This morning I found a blog that I had started and titled, In View of the Lighthouse in September 2009. At the time, I was a third-year tenure-track professor teaching qualitative research classes; a dream come true. In one of my entries I wrote, observations of life experiences must be rooted in a credible, self-reflecting voice from a writer who self-examines. Goodall (2000) captured this idea when he wrote, “In life’s conversations, whom do you trust - the person who never discloses her or his own feelings, who has no interesting life stories to offer in exchange for the details of yours?
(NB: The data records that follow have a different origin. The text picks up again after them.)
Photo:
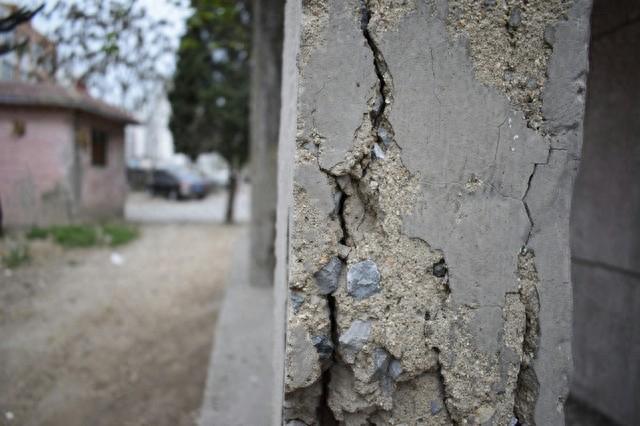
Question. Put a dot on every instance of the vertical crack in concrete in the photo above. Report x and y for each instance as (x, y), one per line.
(527, 385)
(325, 414)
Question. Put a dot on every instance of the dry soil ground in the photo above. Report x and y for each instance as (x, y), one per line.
(87, 342)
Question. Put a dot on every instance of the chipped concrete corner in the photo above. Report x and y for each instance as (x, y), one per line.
(428, 259)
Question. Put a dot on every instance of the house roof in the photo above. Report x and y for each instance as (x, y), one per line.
(18, 93)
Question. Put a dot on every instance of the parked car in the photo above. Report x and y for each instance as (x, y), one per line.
(177, 183)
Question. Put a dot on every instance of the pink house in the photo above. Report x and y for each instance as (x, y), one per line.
(61, 156)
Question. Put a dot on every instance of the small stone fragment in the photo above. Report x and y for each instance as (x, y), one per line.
(549, 35)
(363, 279)
(384, 136)
(327, 277)
(378, 152)
(337, 202)
(381, 360)
(343, 251)
(515, 18)
(395, 369)
(508, 76)
(323, 345)
(297, 299)
(440, 269)
(352, 340)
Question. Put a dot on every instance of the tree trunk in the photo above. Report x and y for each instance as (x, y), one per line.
(233, 186)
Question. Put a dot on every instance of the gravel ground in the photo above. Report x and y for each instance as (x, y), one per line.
(84, 341)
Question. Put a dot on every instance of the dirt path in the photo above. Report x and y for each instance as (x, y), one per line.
(86, 342)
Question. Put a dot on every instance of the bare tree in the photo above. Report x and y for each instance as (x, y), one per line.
(113, 47)
(9, 24)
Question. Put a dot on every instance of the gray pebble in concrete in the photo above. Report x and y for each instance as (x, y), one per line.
(395, 369)
(323, 346)
(363, 279)
(440, 269)
(549, 35)
(378, 152)
(384, 136)
(381, 360)
(327, 277)
(515, 17)
(297, 299)
(352, 340)
(532, 84)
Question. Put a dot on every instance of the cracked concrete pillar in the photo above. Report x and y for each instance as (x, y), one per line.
(427, 156)
(266, 62)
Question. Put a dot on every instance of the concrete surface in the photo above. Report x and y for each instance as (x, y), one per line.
(239, 388)
(141, 207)
(605, 221)
(406, 142)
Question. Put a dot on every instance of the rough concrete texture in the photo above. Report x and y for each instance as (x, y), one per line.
(448, 204)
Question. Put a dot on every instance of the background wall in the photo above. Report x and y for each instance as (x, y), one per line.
(35, 168)
(606, 220)
(103, 189)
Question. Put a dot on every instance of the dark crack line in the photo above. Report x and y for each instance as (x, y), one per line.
(380, 67)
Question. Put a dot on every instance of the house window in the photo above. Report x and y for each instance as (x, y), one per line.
(99, 145)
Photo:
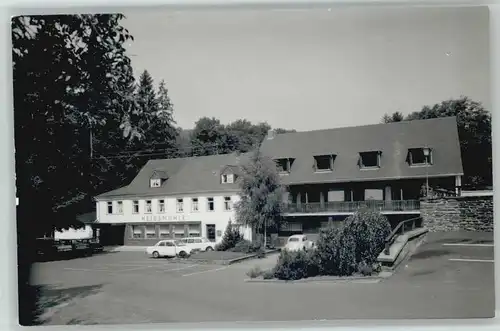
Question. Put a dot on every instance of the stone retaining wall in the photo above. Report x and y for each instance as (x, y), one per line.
(458, 213)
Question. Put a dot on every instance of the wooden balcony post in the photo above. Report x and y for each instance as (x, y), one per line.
(321, 200)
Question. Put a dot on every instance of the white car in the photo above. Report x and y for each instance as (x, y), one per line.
(169, 248)
(298, 242)
(198, 243)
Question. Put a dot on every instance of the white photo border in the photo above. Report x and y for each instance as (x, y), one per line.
(8, 250)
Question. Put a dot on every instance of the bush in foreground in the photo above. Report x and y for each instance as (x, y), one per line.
(245, 246)
(352, 248)
(231, 237)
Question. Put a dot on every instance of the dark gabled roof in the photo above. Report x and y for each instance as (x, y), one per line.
(87, 218)
(392, 140)
(231, 169)
(185, 176)
(159, 174)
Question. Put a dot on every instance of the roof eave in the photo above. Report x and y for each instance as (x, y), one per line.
(374, 179)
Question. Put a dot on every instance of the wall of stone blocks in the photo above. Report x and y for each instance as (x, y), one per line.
(458, 213)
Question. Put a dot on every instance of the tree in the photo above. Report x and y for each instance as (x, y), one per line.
(208, 137)
(281, 131)
(231, 237)
(261, 192)
(394, 117)
(71, 77)
(474, 131)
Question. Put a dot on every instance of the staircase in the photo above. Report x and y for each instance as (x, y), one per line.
(401, 242)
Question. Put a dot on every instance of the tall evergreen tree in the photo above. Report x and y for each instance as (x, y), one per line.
(69, 73)
(261, 194)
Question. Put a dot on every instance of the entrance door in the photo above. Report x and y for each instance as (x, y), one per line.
(211, 232)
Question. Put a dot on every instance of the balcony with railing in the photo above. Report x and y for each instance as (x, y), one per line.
(349, 207)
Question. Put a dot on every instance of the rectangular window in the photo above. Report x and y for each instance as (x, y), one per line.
(194, 230)
(374, 194)
(194, 205)
(136, 231)
(178, 231)
(336, 195)
(323, 162)
(227, 178)
(161, 206)
(164, 231)
(284, 165)
(120, 207)
(180, 205)
(148, 206)
(228, 205)
(419, 156)
(155, 182)
(292, 227)
(370, 159)
(210, 204)
(150, 232)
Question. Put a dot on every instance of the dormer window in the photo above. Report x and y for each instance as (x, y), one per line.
(284, 165)
(370, 160)
(419, 156)
(158, 178)
(323, 162)
(227, 178)
(155, 182)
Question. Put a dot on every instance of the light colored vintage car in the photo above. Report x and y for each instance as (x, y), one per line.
(169, 248)
(198, 243)
(298, 242)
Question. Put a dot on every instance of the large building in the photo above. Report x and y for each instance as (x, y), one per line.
(329, 174)
(174, 198)
(332, 173)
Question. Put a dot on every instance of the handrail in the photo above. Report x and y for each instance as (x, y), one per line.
(401, 226)
(352, 206)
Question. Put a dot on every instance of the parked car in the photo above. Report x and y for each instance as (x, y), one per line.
(96, 246)
(198, 243)
(169, 248)
(298, 242)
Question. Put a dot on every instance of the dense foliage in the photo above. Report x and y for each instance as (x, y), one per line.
(261, 194)
(343, 251)
(231, 237)
(474, 131)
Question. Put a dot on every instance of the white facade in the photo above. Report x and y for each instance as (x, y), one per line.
(215, 209)
(74, 234)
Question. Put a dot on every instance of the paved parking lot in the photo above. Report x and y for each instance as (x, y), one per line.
(450, 276)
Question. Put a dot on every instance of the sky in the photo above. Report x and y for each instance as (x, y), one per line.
(309, 69)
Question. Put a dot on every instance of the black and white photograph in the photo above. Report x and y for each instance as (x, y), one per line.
(253, 165)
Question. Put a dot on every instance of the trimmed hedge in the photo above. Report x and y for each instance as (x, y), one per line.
(352, 248)
(230, 239)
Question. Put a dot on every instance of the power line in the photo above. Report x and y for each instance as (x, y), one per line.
(214, 148)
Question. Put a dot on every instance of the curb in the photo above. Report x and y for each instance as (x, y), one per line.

Or do you trust the person who emerges in the talk as someone living in a passionate and reflective life, someone willing to share with you its joys, its pain, its speculations, its ambiguities?” (p. 23).
The summer I was twelve my father drove our family up the New England coast to Bar Harbor, Maine. This is where I discovered lighthouses; round, gray stone buildings that jutted out of the rocks along the coast with a 360-degree view from the glass windows around the top hexagon tier. The metaphorical image of the lighthouse being a beacon of light in the worst storms has resonated for me ever since.
If a beacon of light can shine through the fog and sheets of rain, one can feel safe in the darkness of any night. Metaphorically, we can feel lost in pitch dark at various times in our life. When I am unclear as to what direction to take in my life if I remember to look for my inner light.
Recently, my meditation teacher, Diana, shared another perspective to my life-long fascination with lighthouses. She shared that to be a lighthouse, you must stand on the shore and shine your own light. A light house does not follow the boat and go out to where the storm is. Instead, the lighthouse light keeps shining regardless of what chaos exists around them.
I lost sight of my own lighthouse a few times this past autumn. I was trying to figure out my new normal as a “retired” professor - now consultant. As a result, I overpacked my schedule and was in a state of overthinking which only led to writing paralysis. I made my way through the discomfort of the storm and discovered an upgrade in the transformative process of reflecting and examining what I liked and didn’t like about my less than “magical everyday living.”
My inner storm has quieted, I have shifted my focus, the fog has lifted, and my inner lighthouse is still there. I have always appreciated the metaphor of a lighthouse. To be a lighthouse, you must stand on the shore and shine your light. A lighthouse does not go out to where the storm is. Instead, the lighthouse light keeps shining regardless of what chaos exists around them.
Photo by Nathan Jennings on Unsplash
Beautifully written. I love the image of a lighthouse, lit from within. Not dependent on the external world for validation. A lighthouse never suffers from imposter syndrome. It just is.
I enjoyed every word. Glad to see you posting again. “ the lighthouse light keeps shining regardless of what chaos exists around them.” Keep shining, Laura.